The work here is the product of this relational evidence.

 



A Tango

The work is relational.

Everything is made up of juxtaposed moments, as in a Milonga (tango ball) when each dances with different partners. In so doing, each person eclipses his or her supposed personality to become "other" through contact with others.

Tango dances the tragedy of life, the nostalgia of our past illusions, the pain of break-ups, the absurdity of conflicts, the murder of idealism.

Tango dances the lucidity of the sideways step, the foot born to destruction, love "all the same", and in spite of everything.

 

I therefore call beautiful everything that contains within itself enough to awaken in my understanding the idea of relationships.

Denis Diderot

 

This is a dance that does not hide the crazy links between life and violence, between desire and its madness, between attempt and failure. 

Tango is about living in spite of everything.

 

This is also what emerges from Séroux's work. He is a tango dancer who also dances with his painting, drawing and photography.

 

If our head is round, it's to allow our thoughts to change direction.

Francis Picabia

 



Avoiding the blind spot

What is a scotoma ?

A scotoma is an area of partial alteration in the field of vision consisting of a partially diminished or entirely degenerated visual acuity that is surrounded by a field of normal – or relatively well-preserved – vision.

Every normal mammalian eye has a scotoma in its field of vision, usually termed its blind spot.

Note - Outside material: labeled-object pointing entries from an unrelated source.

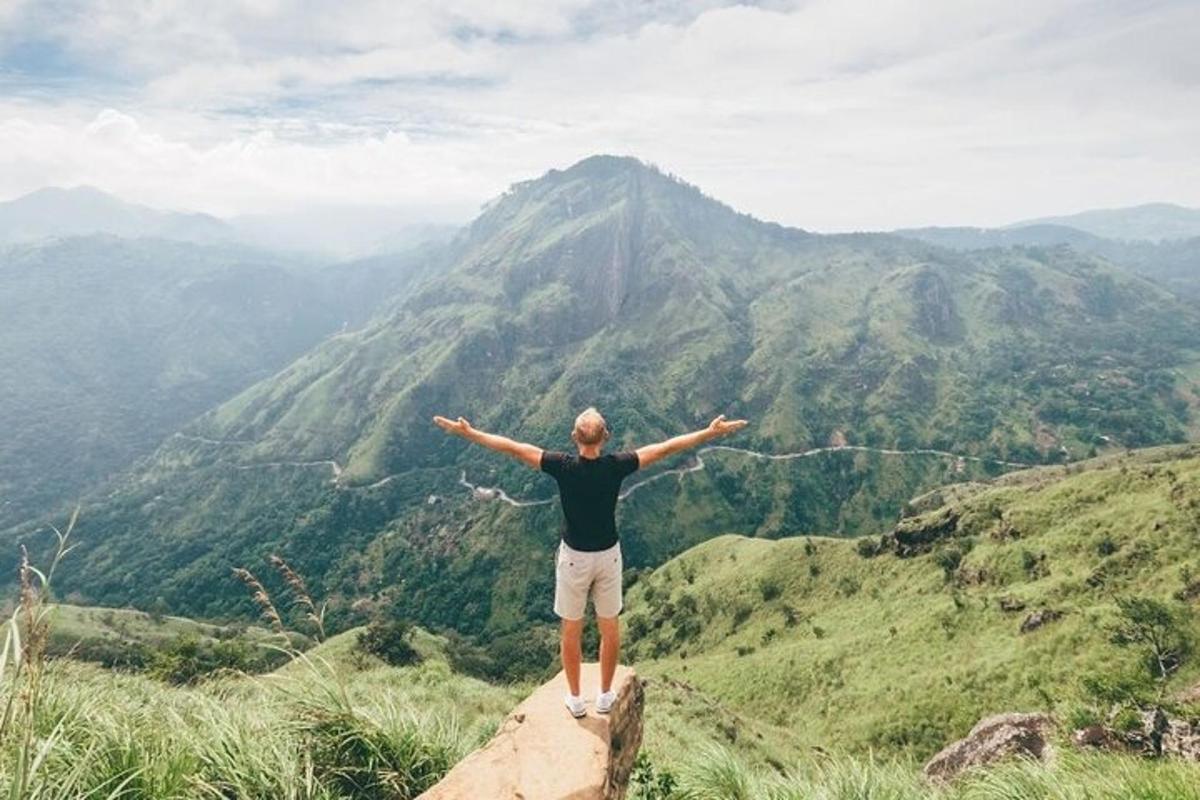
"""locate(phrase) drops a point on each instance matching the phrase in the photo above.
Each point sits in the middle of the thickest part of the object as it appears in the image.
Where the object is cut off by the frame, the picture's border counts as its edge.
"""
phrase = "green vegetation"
(1065, 589)
(717, 775)
(334, 722)
(768, 678)
(111, 344)
(611, 283)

This is a location with no photoreceptor cells, where the retinal ganglion cell axons that compose the optic nerve exit the retina.

Scotomization

Scotomization is a psychological term for the mental blocking of unwanted perceptions, analogous to the visual blindness of an actual scotoma.

This is a process of denial that allows us to "not see" content, images or memories that are too distressing.

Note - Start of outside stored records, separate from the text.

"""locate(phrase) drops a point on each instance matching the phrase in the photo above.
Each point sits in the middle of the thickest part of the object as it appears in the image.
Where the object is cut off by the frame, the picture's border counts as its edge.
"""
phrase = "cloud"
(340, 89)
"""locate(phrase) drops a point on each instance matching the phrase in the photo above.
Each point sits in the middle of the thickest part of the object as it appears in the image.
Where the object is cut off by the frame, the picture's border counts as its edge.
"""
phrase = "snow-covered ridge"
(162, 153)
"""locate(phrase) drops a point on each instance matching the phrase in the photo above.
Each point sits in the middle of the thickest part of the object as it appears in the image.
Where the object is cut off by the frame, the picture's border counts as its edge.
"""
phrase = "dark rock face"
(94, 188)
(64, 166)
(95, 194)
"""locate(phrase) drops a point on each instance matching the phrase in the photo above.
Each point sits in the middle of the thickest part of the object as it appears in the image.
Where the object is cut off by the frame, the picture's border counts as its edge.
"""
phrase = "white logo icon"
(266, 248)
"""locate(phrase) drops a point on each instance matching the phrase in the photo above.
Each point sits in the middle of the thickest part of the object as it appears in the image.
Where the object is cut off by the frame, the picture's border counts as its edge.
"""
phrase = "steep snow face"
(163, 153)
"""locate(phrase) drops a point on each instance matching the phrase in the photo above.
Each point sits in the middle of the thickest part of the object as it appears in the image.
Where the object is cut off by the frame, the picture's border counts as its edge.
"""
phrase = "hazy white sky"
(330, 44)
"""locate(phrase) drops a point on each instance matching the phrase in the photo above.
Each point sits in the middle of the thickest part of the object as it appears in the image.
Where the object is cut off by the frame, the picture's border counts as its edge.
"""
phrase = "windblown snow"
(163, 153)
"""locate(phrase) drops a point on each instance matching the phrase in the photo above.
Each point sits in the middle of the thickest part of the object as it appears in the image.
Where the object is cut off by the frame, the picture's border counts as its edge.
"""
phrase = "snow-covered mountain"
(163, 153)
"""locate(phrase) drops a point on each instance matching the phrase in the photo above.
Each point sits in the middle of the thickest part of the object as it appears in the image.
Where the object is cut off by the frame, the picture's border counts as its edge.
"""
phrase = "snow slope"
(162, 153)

A veritable selective psychic scotoma is formed, narrowing the field of consciousness and producing amnesia that is clearly circumscribed in time.

 

For example, a patient may have completely forgotten her wedding a few months earlier, but still have a perfectly normal memory.

 

Freud preferred to speak of 'denial of reality' rather than 'scotomisation'.

 

If there is such a thing, then there is also its opposite: going to see what our understanding tends to hide.